4. The respondents in their statements recorded u/s.342 Cr.PC denied the prosecution allegation by pleading innocence; they did not examine anyone in their defense or themselves on oath.
5. On evaluation of evidence so produced by the prosecution, the learned trial Court acquitted the respondents of the charge by way of impugned judgment.
6. It is contended by learned counsel for appellant that the learned trial Court has recorded acquittal of the respondents on the basis of improper appreciation of the evidence; otherwise the prosecution has been able to prove its case against them beyond shadow of doubt by way of cogent evidence. By contending so, he sought for admission of the instant criminal acquittal appeal for its regular hearing for further action against the respondents.
7. I have considered the above arguments and perused the record.
8. The FIR of the incident has been lodged with delay of about 34 years; such delay has not been explained plausibly, same as such could not be overlooked; PWs Muhammad Paryal and Farman Ali have been given up by the prosecution. The inference which could be drawn of their non examination would be that they were not going to support the case of prosecution. The issue of gift allegedly made by Mst.Anwar Khatoon being legal or unlawful could only be resolved by the Civil Court. The litigation between the parties on civil side is said to be pending before the Civil Court having jurisdiction. In absence of finding of Civil Court on gift entry being forged or illegal, the criminal proceedings launched against the respondents by way of FIR at the instance of appellant obviously was contrary to mandate contained by Section 195 (1) (c) Cr.PC, which lays down that no Court shall take cognizance for certain offences relating to documents except on complaint in writing of the Court which declares document to be false or forged. In these circumstances, the learned trial Court was right to record acquittal of the private respondents by extending them benefit of doubt by making following observation;
“The material and evidence brought on record does not connect the accused with the alleged offence and the evidence is inconsistent which cannot be relied upon safely and no conviction can be awarded on the basis of such evidence to the accused”.

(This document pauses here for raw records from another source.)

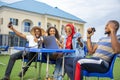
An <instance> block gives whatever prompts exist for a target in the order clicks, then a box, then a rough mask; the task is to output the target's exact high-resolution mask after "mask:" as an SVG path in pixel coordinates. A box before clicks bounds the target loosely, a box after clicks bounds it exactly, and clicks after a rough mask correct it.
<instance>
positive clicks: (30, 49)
mask: <svg viewBox="0 0 120 80" xmlns="http://www.w3.org/2000/svg"><path fill="white" fill-rule="evenodd" d="M14 49H16V50H22V51H23V50H25V51H29V52H38V53H49V54H52V53H74V52H75V50H70V49H46V48H39V49H38V48H30V47H28V48H27V47H14ZM49 54H47V68H46V78H48V65H49ZM62 66H63V67H62V75H64V56H63V62H62Z"/></svg>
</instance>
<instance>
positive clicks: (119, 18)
mask: <svg viewBox="0 0 120 80" xmlns="http://www.w3.org/2000/svg"><path fill="white" fill-rule="evenodd" d="M2 1H4V2H15V1H20V0H2ZM37 1H40V2H44V3H46V4H48V5H50V6H53V7H58V8H60V9H62V10H64V11H66V12H69V13H71V14H73V15H75V16H77V17H79V18H81V19H83V20H84V21H86V22H87V23H86V24H85V32H86V29H87V28H88V27H90V26H92V27H95V28H96V33H95V35H94V37H93V40H94V41H96V40H98V39H99V37H101V36H103V35H104V34H103V33H104V26H105V25H106V23H107V21H109V20H111V19H115V20H118V21H119V22H120V14H119V13H120V0H37ZM119 30H120V29H119ZM98 35H101V36H98ZM85 37H86V35H85V36H84V38H85ZM96 37H97V39H96Z"/></svg>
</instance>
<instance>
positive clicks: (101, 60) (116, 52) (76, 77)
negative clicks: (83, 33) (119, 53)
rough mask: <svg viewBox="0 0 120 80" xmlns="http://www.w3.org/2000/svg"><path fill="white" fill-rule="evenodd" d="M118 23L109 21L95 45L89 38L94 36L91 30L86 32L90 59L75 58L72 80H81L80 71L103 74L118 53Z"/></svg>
mask: <svg viewBox="0 0 120 80" xmlns="http://www.w3.org/2000/svg"><path fill="white" fill-rule="evenodd" d="M118 29H119V23H118V22H117V21H116V20H110V21H109V22H108V23H107V25H106V27H105V34H107V37H103V38H101V39H100V40H99V42H98V43H97V44H95V45H92V43H91V36H92V35H93V34H94V31H92V28H89V29H88V30H87V31H88V33H87V47H88V51H89V53H90V54H93V53H94V54H93V55H92V57H91V58H75V59H74V61H73V66H74V69H73V70H74V73H75V75H74V80H83V75H82V70H87V71H88V72H100V73H104V72H106V71H107V70H108V68H109V63H110V62H111V59H112V57H113V56H114V54H116V53H120V35H119V36H117V31H118Z"/></svg>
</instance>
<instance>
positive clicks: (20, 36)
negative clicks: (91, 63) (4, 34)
mask: <svg viewBox="0 0 120 80" xmlns="http://www.w3.org/2000/svg"><path fill="white" fill-rule="evenodd" d="M11 30H12V31H13V32H15V34H16V35H17V36H19V37H22V38H24V39H26V36H25V35H24V34H22V33H20V32H19V31H17V30H16V29H15V28H12V29H11Z"/></svg>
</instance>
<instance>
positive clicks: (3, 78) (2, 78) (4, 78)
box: [0, 77, 10, 80]
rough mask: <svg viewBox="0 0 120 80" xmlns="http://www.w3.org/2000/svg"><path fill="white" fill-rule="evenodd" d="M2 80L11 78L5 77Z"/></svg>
mask: <svg viewBox="0 0 120 80" xmlns="http://www.w3.org/2000/svg"><path fill="white" fill-rule="evenodd" d="M0 80H10V78H9V77H3V78H2V79H0Z"/></svg>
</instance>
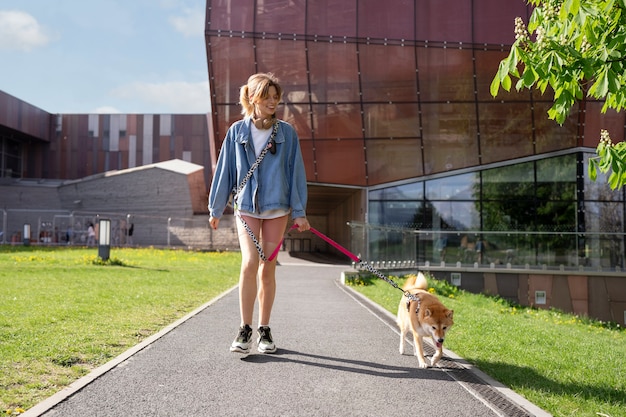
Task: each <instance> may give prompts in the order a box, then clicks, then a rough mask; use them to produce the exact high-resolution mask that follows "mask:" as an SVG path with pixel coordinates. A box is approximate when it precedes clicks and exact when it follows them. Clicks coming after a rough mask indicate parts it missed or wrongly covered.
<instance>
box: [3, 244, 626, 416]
mask: <svg viewBox="0 0 626 417" xmlns="http://www.w3.org/2000/svg"><path fill="white" fill-rule="evenodd" d="M96 255H97V250H96V249H94V248H92V249H82V248H71V249H70V248H56V249H55V248H45V247H36V246H31V247H23V246H19V247H9V246H0V288H1V291H0V410H3V409H4V410H6V409H12V410H15V409H16V408H18V407H19V408H23V409H28V408H30V407H32V406H33V405H35V404H36V403H38V402H40V401H42V400H44V399H45V398H47V397H49V396H50V395H52V394H54V393H55V392H57V391H59V390H60V389H62V388H63V387H65V386H67V385H69V384H70V383H72V382H73V381H75V380H76V379H78V378H80V377H81V376H83V375H85V374H87V373H88V372H90V371H91V370H92V369H94V368H96V367H98V366H100V365H102V364H104V363H105V362H107V361H109V360H110V359H112V358H114V357H116V356H117V355H119V354H120V353H122V352H124V351H125V350H127V349H128V348H130V347H132V346H134V345H136V344H137V343H139V342H140V341H142V340H143V339H145V338H146V337H148V336H150V335H152V334H154V333H156V332H158V331H159V330H160V329H162V328H163V327H165V326H167V325H169V324H171V323H172V322H174V321H176V320H177V319H178V318H180V317H182V316H184V315H185V314H187V313H189V312H190V311H193V310H194V309H196V308H197V307H199V306H200V305H202V304H204V303H206V302H207V301H209V300H211V299H213V298H215V297H216V296H218V295H219V294H221V293H222V292H224V291H225V290H227V289H229V288H231V287H232V286H234V285H236V283H237V277H238V275H239V273H238V271H239V263H240V255H239V254H238V253H199V252H188V251H178V250H155V249H116V248H114V249H113V250H112V251H111V257H112V258H111V261H110V262H108V263H102V262H100V261H99V260H98V259H97V257H96ZM396 280H397V281H398V283H401V282H402V279H396ZM429 282H430V284H431V285H432V286H433V287H434V290H435V291H436V293H437V294H439V296H440V297H441V298H442V301H443V302H444V304H446V305H447V306H448V307H449V308H452V309H454V311H455V313H454V319H455V325H454V327H452V329H451V330H450V333H449V334H448V337H447V338H446V347H447V348H448V349H450V350H452V351H454V352H455V353H457V354H459V355H460V356H462V357H464V358H465V359H467V360H468V361H470V362H472V363H474V364H475V365H477V366H478V368H480V369H481V370H482V371H484V372H486V373H487V374H489V375H491V376H492V377H494V378H495V379H497V380H499V381H500V382H502V383H504V384H506V385H507V386H509V387H511V388H512V389H513V390H515V391H516V392H518V393H519V394H521V395H523V396H525V397H526V398H527V399H528V400H530V401H531V402H533V403H535V404H537V405H538V406H539V407H541V408H543V409H545V410H547V411H549V412H550V413H552V414H553V415H555V416H594V417H597V416H601V417H602V416H604V417H606V416H611V417H618V416H626V331H624V330H623V329H621V328H617V327H616V326H609V325H607V324H605V323H598V322H594V321H592V320H589V319H581V318H578V317H576V316H572V315H568V314H563V313H560V312H557V311H545V310H535V309H529V308H523V307H519V306H513V305H510V304H509V303H507V302H505V301H503V300H499V299H497V298H492V297H486V296H482V295H476V294H470V293H466V292H463V291H459V290H457V289H456V288H455V287H452V286H450V285H446V284H444V283H442V282H441V281H435V280H430V281H429ZM355 288H356V289H358V290H359V291H361V292H362V293H364V294H365V295H366V296H368V297H369V298H371V299H372V300H374V301H376V302H377V303H378V304H380V305H381V306H383V307H384V308H386V309H387V310H389V311H391V312H392V313H394V314H395V313H396V310H397V305H398V302H399V300H400V297H401V295H402V294H401V292H400V291H398V290H397V289H395V288H393V287H392V286H390V285H388V284H387V283H386V282H384V281H382V280H380V279H378V278H371V279H366V280H363V281H360V282H357V285H355Z"/></svg>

9. In case of State and others vs. Abdul Khaliq and others (PLD 2011 SC-554), it is held by the Hon’ble Court that;
“The scope of interference in appeal against acquittal is most narrow and limited, because in an acquittal the presumption of innocence is significantly added to the cardinal rule of criminal jurisprudence, that an accused shall be presumed to be innocent until proved guilty; in other words, the presumption of innocence is doubled. The courts shall be very slow in interfering with such an acquittal judgment, unless it is shown to be perverse, passed in gross violation of law, suffering from the errors of grave misreading or non-reading of the evidence; such judgments should not be lightly interfered and heavy burden lies on the prosecution to rebut the presumption of innocence which the accused has earned and attained on account of his acquittal. Interference in a judgment of acquittal is rare and the prosecution must show that there are glaring errors of law and fact committed by the Court in arriving at the decision, which would result into grave miscarriage of justice; the acquittal judgment is perfunctory or wholly artificial or a shocking conclusion has been drawn. Judgment of acquittal should not be interjected until the findings are perverse, arbitrary, foolish, artificial, speculative and ridiculous. The Court of appeal should not interfere simply for the reason that on the reappraisal of the evidence a different conclusion could possibly be arrived at, the factual conclusions should not be upset, except when palpably perverse, suffering from serious and material factual infirmities”.
10. Nothing has been brought on record which may suggest that the impugned judgment has been passed by learned trial Court in arbitrary or cursory manner, which may justify interference with it by this Court by way of instant criminal acquittal appeal; it is dismissed in limine together with listed application.